# Gopro Camera Alternative



## Shimsman (Jan 2, 2013)

Hi everyone,

Pretty new to this forum and have lurked for a while, I've been going out a bit lately and have been looking at outfitting my yak with a camera

The Gopro and Sony cams, while really nice, are way out of my price range so i've been looking at this: http://www.jaycar.com.au/productView.asp?ID=QC8018
I'ts the 720P IPx8 camera sold at Jaycar stores; the spec looks respectable for the money and i'm giving it serious thought about buying one and finding a way to mount it.
The battery life at max resolution is an hour, which is on par with the entry level gopro so that's a plus, but i can't understand the other specs that well.

My only concerns are whether it will work well for underwater shots, the specs say that in dark conditions, the frame rate will drop; also, mounting it will be a bit of a challenge,
but i think a railblaza or geartrak will probably do the trick.

I'm a bit stuck here, the main questions being: 
is the cam worth it?
what mounting position is most diverse, allowing me to get under/above water shots?
Is there any way to charge it while in the yak?

Not sure if i'm in the right part of the forum, feel free to move this and thanks for your help in advance!


----------



## Shimsman (Jan 2, 2013)

That looks really good Tonystott!

How is yours mounted? did you need to drill out the hull or mod it?

Good to know they keep water out, that was a concern that crossed my mind at that price.


----------



## bildad (Jun 20, 2011)

Don't buy one yet, Kogan are about to release their own action cam which will be waterproof, remote control and boasts a 12megapixel cmos camera which is what GoPro has. They will have 2 editions Black and Silver 2.5 hours battery life.
The Black edition has a few extra mounts, windscreen suction cup, handle bar mount and helmet mount 1080P for $139
The Silver Edition is $119
wait for the reviews before you buy but I reckon it will be pretty good.
http://www.kogan.com/au/buy/kogan-full- ... k-edition/
I have been using AEE SD21 Magicam 4.5 hours battery life with the piggyback battery on. which has most of the features as the GoPro Black edition I paid $169 delivered and is bloody awesome!
Here is the Kogan Link $199 atm free delivery.
http://www.kogan.com/au/buy/aee-magicam ... ts-camera/
If you don't need remote control and soon to have waterproof case the Mobius Cam 1080P and 80 min battery life and is about the size of a box of matches, is probably the best supported camera in the market in regards to constant firmware updates constantly tweaking this incredible little camera. 
I have one of these and it is mind blowing how good it is!!! $68 US.
http://www.ebay.com.au/itm/Mobius-Actio ... 232c961f6a
Why settle for 720P and only an hour battery?


----------



## bildad (Jun 20, 2011)

SurfanFish said:


> bildad said:
> 
> 
> > Don't buy one yet, Kogan are about to release their own action cam which will be waterproof, remote control and boasts a 12megapixel cmos camera which is what GoPro has.
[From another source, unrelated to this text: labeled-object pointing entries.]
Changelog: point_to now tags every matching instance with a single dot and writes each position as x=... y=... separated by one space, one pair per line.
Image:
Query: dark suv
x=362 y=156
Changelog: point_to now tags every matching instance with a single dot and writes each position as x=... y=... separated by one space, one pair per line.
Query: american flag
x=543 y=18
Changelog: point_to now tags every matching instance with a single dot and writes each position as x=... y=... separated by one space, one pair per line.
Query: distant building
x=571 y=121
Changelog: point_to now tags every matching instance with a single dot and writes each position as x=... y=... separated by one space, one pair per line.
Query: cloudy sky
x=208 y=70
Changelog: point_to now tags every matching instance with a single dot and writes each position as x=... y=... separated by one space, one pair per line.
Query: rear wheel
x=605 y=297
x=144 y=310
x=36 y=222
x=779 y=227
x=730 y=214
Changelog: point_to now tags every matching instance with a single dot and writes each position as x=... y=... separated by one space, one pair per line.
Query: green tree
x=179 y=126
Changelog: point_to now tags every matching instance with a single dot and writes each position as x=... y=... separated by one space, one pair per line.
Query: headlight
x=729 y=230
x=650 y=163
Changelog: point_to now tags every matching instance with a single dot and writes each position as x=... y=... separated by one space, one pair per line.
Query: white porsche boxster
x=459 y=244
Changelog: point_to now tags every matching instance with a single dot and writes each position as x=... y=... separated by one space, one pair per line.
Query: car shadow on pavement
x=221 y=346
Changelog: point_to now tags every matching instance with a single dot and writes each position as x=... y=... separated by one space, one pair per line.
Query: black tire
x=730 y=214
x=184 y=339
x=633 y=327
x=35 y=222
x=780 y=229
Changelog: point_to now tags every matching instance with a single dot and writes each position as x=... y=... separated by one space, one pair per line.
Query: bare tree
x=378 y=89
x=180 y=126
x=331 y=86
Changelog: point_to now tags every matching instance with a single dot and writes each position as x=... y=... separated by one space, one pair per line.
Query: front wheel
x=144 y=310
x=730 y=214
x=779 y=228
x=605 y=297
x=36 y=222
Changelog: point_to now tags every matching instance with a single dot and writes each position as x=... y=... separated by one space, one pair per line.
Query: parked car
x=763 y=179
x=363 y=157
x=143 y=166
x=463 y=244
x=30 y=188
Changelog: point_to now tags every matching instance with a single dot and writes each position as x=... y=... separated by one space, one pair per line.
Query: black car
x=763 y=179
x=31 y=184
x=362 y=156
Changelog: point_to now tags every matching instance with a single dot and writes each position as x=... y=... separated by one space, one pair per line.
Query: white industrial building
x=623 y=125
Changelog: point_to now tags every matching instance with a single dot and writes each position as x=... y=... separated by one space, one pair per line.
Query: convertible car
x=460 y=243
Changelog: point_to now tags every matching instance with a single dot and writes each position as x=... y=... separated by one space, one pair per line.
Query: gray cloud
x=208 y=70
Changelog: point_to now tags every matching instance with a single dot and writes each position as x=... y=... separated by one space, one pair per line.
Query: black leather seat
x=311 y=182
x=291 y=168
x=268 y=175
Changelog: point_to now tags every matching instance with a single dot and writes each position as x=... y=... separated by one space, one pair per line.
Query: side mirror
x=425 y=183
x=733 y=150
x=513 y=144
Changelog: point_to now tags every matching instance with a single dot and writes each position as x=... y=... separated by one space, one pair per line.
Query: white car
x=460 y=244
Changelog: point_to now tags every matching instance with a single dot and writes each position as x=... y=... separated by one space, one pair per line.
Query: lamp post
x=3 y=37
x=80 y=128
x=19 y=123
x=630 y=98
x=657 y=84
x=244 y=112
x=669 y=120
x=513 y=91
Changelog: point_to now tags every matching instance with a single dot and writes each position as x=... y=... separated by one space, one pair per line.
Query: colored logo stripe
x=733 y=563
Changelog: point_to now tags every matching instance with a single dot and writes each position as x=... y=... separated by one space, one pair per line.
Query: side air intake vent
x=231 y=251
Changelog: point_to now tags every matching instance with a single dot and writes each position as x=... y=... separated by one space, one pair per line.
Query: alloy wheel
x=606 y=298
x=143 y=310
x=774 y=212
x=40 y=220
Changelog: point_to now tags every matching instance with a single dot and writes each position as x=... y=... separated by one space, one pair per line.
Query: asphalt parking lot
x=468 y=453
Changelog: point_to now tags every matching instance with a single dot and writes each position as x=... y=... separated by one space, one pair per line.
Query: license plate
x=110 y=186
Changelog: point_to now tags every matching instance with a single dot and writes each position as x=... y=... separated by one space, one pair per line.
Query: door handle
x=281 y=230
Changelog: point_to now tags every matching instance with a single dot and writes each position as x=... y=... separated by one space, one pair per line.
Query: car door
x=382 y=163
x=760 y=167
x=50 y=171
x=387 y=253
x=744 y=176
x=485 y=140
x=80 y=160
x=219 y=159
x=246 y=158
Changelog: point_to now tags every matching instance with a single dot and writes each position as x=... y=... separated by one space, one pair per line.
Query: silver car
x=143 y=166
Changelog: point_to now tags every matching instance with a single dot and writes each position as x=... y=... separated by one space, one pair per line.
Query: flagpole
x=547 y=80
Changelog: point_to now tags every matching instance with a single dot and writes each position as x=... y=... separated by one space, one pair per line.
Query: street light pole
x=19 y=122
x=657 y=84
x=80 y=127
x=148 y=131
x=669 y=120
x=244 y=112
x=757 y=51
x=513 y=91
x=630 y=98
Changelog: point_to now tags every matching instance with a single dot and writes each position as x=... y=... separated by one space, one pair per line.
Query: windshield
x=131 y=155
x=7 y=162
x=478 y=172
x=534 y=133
They will have 2 editions Black and Silver 2.5 hours battery life.
> ...


Yes looks similar but these are 5megapixel the kogan is supposed to be 12 megapixel.


----------



## bildad (Jun 20, 2011)

Forgot to mention here is another unreal action cam, no remote but unreal 1080p video!
http://www.ebay.com.au/itm/New-HD-1080P ... 1c337e59e5


----------



## Shimsman (Jan 2, 2013)

Thanks everyone for the replies! The Kogan brand cam looks like a steal, might order up the black edition soon.


----------



## geebz (Mar 24, 2009)

While on the topic of action cams and go pros, has anyone tried the go pro suction cup mount on a kayak ?


----------



## bildad (Jun 20, 2011)

geebz said:


> While on the topic of action cams and go pros, has anyone tried the go pro suction cup mount on a kayak ?
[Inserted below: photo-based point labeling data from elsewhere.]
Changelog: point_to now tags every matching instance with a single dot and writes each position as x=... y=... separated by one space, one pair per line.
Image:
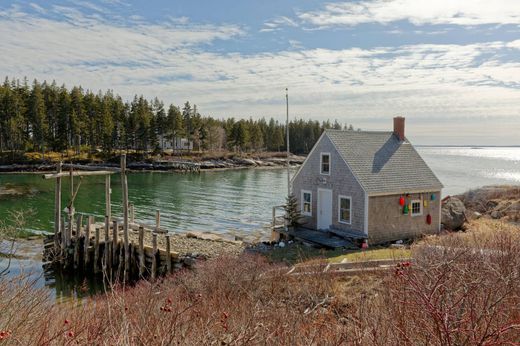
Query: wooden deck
x=323 y=239
x=349 y=235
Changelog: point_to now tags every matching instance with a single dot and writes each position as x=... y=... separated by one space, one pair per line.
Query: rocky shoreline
x=168 y=165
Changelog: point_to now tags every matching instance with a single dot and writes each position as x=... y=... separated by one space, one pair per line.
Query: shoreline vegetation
x=252 y=298
x=43 y=122
x=180 y=162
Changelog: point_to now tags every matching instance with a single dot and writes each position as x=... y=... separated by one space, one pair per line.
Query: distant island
x=43 y=122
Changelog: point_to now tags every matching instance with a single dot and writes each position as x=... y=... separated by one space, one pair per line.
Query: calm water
x=226 y=202
x=235 y=201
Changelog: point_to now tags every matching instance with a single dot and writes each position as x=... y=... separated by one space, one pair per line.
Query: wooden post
x=154 y=255
x=63 y=235
x=57 y=207
x=132 y=213
x=168 y=254
x=108 y=192
x=106 y=253
x=87 y=240
x=125 y=213
x=96 y=251
x=79 y=223
x=132 y=255
x=141 y=251
x=157 y=220
x=115 y=235
x=71 y=208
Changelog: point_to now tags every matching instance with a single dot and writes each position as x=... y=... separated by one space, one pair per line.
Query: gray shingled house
x=368 y=183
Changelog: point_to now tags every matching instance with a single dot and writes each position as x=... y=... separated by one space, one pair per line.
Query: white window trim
x=321 y=163
x=303 y=201
x=339 y=209
x=420 y=207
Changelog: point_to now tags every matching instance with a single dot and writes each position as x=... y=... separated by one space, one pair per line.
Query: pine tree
x=37 y=114
x=292 y=211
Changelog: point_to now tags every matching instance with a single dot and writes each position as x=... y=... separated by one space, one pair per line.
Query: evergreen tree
x=292 y=211
x=38 y=119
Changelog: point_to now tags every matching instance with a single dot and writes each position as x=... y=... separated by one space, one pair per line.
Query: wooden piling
x=115 y=235
x=57 y=207
x=79 y=223
x=70 y=209
x=125 y=214
x=141 y=251
x=154 y=255
x=132 y=213
x=108 y=192
x=168 y=254
x=106 y=249
x=96 y=251
x=157 y=220
x=63 y=235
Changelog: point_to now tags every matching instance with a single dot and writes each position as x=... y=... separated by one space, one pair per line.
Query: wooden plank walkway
x=350 y=235
x=324 y=239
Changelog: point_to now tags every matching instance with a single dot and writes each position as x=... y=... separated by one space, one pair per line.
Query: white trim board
x=323 y=153
x=308 y=156
x=303 y=201
x=339 y=209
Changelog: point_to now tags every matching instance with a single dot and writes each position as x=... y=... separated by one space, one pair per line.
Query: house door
x=324 y=208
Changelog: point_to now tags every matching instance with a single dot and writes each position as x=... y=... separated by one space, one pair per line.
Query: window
x=344 y=209
x=306 y=203
x=325 y=163
x=416 y=207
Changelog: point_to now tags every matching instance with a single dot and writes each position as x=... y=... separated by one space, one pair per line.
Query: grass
x=457 y=296
x=373 y=254
x=296 y=253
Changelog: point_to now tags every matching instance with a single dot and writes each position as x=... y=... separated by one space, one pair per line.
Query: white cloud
x=457 y=12
x=277 y=23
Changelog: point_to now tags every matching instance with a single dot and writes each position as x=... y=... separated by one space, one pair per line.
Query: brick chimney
x=399 y=127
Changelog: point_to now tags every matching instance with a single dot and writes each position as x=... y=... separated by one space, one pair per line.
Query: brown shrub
x=461 y=289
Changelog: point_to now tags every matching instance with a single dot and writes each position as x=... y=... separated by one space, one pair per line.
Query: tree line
x=47 y=117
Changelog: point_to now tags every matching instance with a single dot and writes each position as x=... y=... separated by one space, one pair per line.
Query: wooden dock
x=116 y=248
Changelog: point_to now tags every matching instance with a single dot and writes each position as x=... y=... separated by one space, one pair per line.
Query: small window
x=307 y=203
x=325 y=163
x=344 y=209
x=416 y=207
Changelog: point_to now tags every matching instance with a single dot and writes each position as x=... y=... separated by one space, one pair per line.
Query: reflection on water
x=226 y=202
x=464 y=168
x=63 y=286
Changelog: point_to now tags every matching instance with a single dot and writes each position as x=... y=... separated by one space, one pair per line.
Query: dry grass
x=452 y=294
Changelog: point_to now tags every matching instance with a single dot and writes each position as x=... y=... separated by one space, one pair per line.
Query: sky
x=452 y=68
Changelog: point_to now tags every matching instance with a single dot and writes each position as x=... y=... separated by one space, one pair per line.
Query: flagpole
x=287 y=139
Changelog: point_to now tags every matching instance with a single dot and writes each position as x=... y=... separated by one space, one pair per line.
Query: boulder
x=453 y=213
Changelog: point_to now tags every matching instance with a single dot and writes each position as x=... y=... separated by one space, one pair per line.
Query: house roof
x=382 y=163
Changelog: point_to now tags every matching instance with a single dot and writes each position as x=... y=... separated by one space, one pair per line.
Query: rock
x=190 y=262
x=453 y=213
x=495 y=214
Yep works well on dead flat surface, mind you I don't trust it and tether it none the less.


----------



## geebz (Mar 24, 2009)

bildad said:


> geebz said:
> 
> 
> > While on the topic of action cams and go pros, has anyone tried the go pro suction cup mount on a kayak ?
> ...


So no good on a slightly rounded surface ?


----------



## bildad (Jun 20, 2011)

geebz said:


> bildad said:
> 
> 
> > geebz said:
> ...


I suppose it depends on the suction cup size I don't have a GoPro but I only tried the generic one on the flattest surface, I'll give it a try on different areas and report it back here.


----------



## bildad (Jun 20, 2011)

Ok I tested it out and it does need to be fairly flat however I was surprised that a gentle curve was no problem, the generic suction pad I use has a diameter of a coffee mug.
The only surfaces suitable on my Hobie Outback was the sides as the flat surfaces on deck all have pimples so mount won't work on them.
This one
http://www.ebay.com.au/itm/Car-Window-C ... 43a622fc1b
hope that helps.


----------



## geebz (Mar 24, 2009)

Awesome!. Thanks for the info bilad, it's much appreciated. For $7 I might give that same one a try as its not great loss. I didnt really want to spend $40 on the go pro one only for it not to suit my needs.


----------



## bildad (Jun 20, 2011)

geebz said:


> Awesome!. Thanks for the info bilad, it's much appreciated. For $7 I might give that same one a try as its not great loss. I didnt really want to spend $40 on the go pro one only for it not to suit my needs.


You might have a problem there as far as I know GoPro has there own mounting system, this generic one has a 1/4 inch standard tripod screw.

http://www.ebay.com.au/itm/Elastic-Ches ... 53fc8b495f


----------



## geebz (Mar 24, 2009)

bildad said:


> You might have a problem there as far as I know GoPro has there own mounting system, this generic one has a 1/4 inch standard tripod screw.
> 
> http://www.ebay.com.au/itm/Elastic-Ches ... 53fc8b495f


Yeah, I already have a tripod mount for the go pro. Used it to make a home job hat mount .


----------